Für einige quälend lange Sekunden schien alles so zu sein, wie es vorher war. Die Feuersbrunst verzehrte sich selbst und verschwand. Der markerschütternde Knall hallte nach. Doch dann sickerten die ersten Rinnsale durch feine Risse, als ob über dem Stausee ein Dutzend neue Überlaufklappen gleichzeitig geöffnet worden wären.
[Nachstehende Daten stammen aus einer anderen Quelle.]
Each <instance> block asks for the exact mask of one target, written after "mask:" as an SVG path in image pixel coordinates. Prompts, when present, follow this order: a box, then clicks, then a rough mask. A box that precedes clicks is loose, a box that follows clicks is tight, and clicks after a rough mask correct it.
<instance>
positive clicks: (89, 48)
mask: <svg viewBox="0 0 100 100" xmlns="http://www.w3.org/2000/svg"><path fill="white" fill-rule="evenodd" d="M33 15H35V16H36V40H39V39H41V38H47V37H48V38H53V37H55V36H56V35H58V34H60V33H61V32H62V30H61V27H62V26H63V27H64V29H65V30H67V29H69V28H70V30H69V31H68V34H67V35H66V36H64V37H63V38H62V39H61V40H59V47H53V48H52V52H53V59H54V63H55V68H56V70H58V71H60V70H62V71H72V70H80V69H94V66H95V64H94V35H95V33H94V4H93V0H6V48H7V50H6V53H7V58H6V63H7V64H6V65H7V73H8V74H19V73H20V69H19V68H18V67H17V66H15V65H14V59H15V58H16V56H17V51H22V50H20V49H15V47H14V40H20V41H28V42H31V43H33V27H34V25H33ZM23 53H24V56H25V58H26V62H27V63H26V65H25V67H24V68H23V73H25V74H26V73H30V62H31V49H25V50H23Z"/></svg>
Der Mann wartete nicht, bis der Fluss die Wand durchbrach. Er hatte keine Freude an Zerstörung und Tod, obwohl er alles monatelang geplant hatte. Er konnte bereits Lampen angehen sehen und Sirenen hören. In weniger als zwanzig Minuten würden Helikopter vor Ort sein. Er packte seine Sachen in seinen Rucksack, vergewisserte sich, dass er kein noch so kleines Stück Draht zurückließ, stieg auf sein Motorrad und raste durch die Nacht zu seinem Van, der ihn nach Hause zu den Menschen bringen würde, die er liebte.

Zwei

Tom kam fünf Minuten zu früh an der Hotelbar an, doch sein Vater saß schon da, mit einem halb ausgetrunkenen Glas Scotch, und sah auf seine Uhr. Als Tom sich ihm von hinten näherte, sagte er, ohne aufzublicken: »Ich dachte schon, du hast vielleicht ein heißes Date. Hätte es besser wissen sollen.«

Tom bemerkte den schmalen Spiegelstreifen über der Bar, in dem sein Vater den ganzen Raum überblicken konnte. Dem alten Mann entging nach wie vor nichts. Tom setzte sich neben ihn auf einen Barhocker. »Wie war dein Flug?«, fragte er und streckte ihm die rechte Hand hin. »Komm schon, Dad.«

Der väterliche Händedruck war fest und kurz – keine Geste der Intimität, sondern Vollzug eines männlichen Rituals, ähnlich einem militärischen Gruß. »Wie soll mein Flug schon gewesen sein, verdammt? Die dicke Frau neben mir hat bestimmt hundertfünfzig Kilo gewogen.«

»Dicke Leute müssen auch fliegen.«

Sein Vater grunzte skeptisch und genehmigte sich noch einen großen Schluck Scotch.

»Wie geht’s Mom?«

»Ich soll dich von ihr grüßen.«

»Was macht sie so?«

»Sie hat ihren Lesekreis.«

»Was lesen sie zurzeit?«

»Ich habe vergessen zu fragen.«

Tom winkte dem Barkeeper zu. »Vielleicht ist es was, das dich auch interessieren würde, und dann hättest du was, worüber du dich mit ihr unterhalten könntest.«

Sein Vater stellte seinen Scotch ab und sah ihm direkt ins Gesicht. Tom fiel auf, wie sehr er gealtert war. Sein ehemals dichtes schwarzes Haar war fast vollständig verschwunden, und der schüttere Rest war eher weiß als grau. Die Haut hing schlaff an seinen Wangenknochen, und er hatte die nervöse Angewohnheit, Hautfalten zwischen Daumen und Zeigefinger zu nehmen und an ihnen zu ziehen. Es war das mürrische Gesicht eines mürrischen alten Mannes, der mit seinem Leben unzufrieden war und sich nicht auf den Tod freute. »Versuchst du, witzig zu sein?«

Der Barkeeper kam zu ihnen, und Tom bestellte ein Craft-Bier.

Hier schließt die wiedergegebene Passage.